Here you’ll find an up-to-date collection of my books.
Click on “Learn More” to see other book-related resources, including book trailers, teachers’ guides, activities, and more.
You can read some “Nice Words” from others about my books here.
WHEN THE SNOW FALLS
A snow-day journey with Grandma highlights all of the beauty, magic, and fun of winter.
With sparkling flakes calling from outside, this sister and brother bundle up for an outdoor adventure with Grandma. In the hushed woods, they see and hear wildlife thriving under a new blanket of snow. In the bustle of town, they help their grateful Grandpa dig out. Then, it’s time to get sledding!
Snowy scenes capture the beauty of freshly fallen snow, and the lyrical verse delights in the magic of playing in the snow and the warm comfort of family.
“Two-word sentences…tell this seasonal story with a cadence that captures both the captivating beauty of a glistening wood and the snowy dunes of a blanketed city street….This mixed-race happy family’s enjoyment of all the fun and exertion a snowstorm bring spills from each…spread….A heartwarming adventure rolls along in a delightful rhythmic verse.”— Kirkus Reviews
WHEN THE WIND BLOWS
Spring weather can be exciting!
When wind chimes start singing and clouds race across the sky, one little guy knows just what to do—grab his kite!
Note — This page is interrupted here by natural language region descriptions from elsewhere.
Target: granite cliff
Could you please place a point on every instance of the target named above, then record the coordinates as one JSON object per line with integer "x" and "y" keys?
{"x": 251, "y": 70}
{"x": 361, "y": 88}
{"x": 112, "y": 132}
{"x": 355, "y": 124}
But as the kite soars, the wind picks up even more, and soon he and his grandma are chasing the runaway kite into town. As they pass swirling leaves, bobbing boats, and flapping scarves, breezes become gusts and the sky darkens. Rain is on the way! Can they squeeze in one more adventure before the downpour?
Scenes rich with springtime details for little eyes to follow and lyrical verse that captures the changeable mood of the weather make this perfect for spring story times.
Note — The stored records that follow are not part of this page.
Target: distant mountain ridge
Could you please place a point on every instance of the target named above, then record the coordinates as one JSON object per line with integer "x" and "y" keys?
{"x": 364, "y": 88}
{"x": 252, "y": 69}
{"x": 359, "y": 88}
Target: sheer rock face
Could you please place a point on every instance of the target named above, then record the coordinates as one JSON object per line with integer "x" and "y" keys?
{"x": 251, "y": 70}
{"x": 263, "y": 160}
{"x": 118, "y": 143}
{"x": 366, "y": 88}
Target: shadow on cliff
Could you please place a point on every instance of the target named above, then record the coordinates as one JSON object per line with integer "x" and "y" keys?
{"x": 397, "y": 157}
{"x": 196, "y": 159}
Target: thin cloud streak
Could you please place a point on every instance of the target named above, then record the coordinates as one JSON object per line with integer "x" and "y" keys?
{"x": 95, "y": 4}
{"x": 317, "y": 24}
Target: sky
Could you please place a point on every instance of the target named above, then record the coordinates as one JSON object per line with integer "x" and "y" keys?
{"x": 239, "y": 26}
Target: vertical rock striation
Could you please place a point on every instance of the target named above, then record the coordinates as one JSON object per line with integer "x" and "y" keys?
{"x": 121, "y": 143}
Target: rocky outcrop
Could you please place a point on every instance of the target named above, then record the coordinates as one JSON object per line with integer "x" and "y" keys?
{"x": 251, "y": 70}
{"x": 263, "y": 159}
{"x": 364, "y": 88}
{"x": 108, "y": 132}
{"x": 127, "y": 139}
CONNECTED WISDOM: Living Stories About Living Systems
Connected Wisdom: Living Stories About Living Systems gathers twelve stories from different cultures, revealing through each a unique feature of “living systems.” Through this book, readers from 10 to 110 explore, through timeless folktales and modern examples, how the laws that guide living systems can also guide how we live and learn.
A collaborative effort among first-class artists, the book was written by systems educator Linda Booth Sweeney; designed by renowned graphic artist Milton Glaser, recipient of the National Medal of the Arts; illustrated by award-winning artist Guy Billout and produced by Simone Amber and SEED. The book is currently translated in 10 languages.
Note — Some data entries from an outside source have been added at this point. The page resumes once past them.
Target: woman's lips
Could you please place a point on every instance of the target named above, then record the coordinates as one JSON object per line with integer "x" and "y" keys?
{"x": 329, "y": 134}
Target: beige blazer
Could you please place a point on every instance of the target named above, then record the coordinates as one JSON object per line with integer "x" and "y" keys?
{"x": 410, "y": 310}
THE SYSTEMS THINKING PLAYBOOK
This book has become a favorite of K–12 teachers, university faculty, and corporate consultants. It provides short gaming exercises that illustrate the subtleties of systems thinking. The companion DVD shows the authors introducing and running each of the thirty games.
The thirty games are classified by these areas of learning: Systems Thinking, Mental Models, Team Learning, Shared Vision, and Personal Mastery. Each description clearly explains when, how, and why the game is useful. There are explicit instructions for debriefing each exercise as well as a list of all required materials. A summary matrix has been added for a quick glance at all thirty games. When you are in a hurry to find just the right initiative for some part of your course, the matrix will help you find it.
WHEN A BUTTERFLY SNEEZES: A Guide for Helping Kids Explore Interconnections in Our World Through Favorite Stories (Systems Thinking for Kids, Big and Small, Vol 1)
A must-have resource for any parent or educator who wants to help children think about interconnections in our world.
Each chapter focuses on a favorite children’s picture book–and reveals the systems principle inherent in the story, general points for discussion, illustrations of key concepts, and questions to spark conversation for both younger and older readers.
For additional systems-based story reviews, see the Water’s Foundation website.
THE CLIMATE CHANGE PLAYBOOK
Advocates and teachers often find it difficult to communicate the complexities of climate change, because the people they are trying to reach hold so many mistaken assumptions. They assume, for example, that when climate change becomes an obvious threat to our everyday lives, there will still be time enough to make changes that will avoid disaster. Yet at that point it will be too late. Or they assume we can use our current paradigms and policy tools to find solutions. Yet the approaches that caused damage in the first place will cause even more damage in the future.
Even the increasingly dire warnings from scientists haven’t shaken such assumptions. Is there another way to reach people?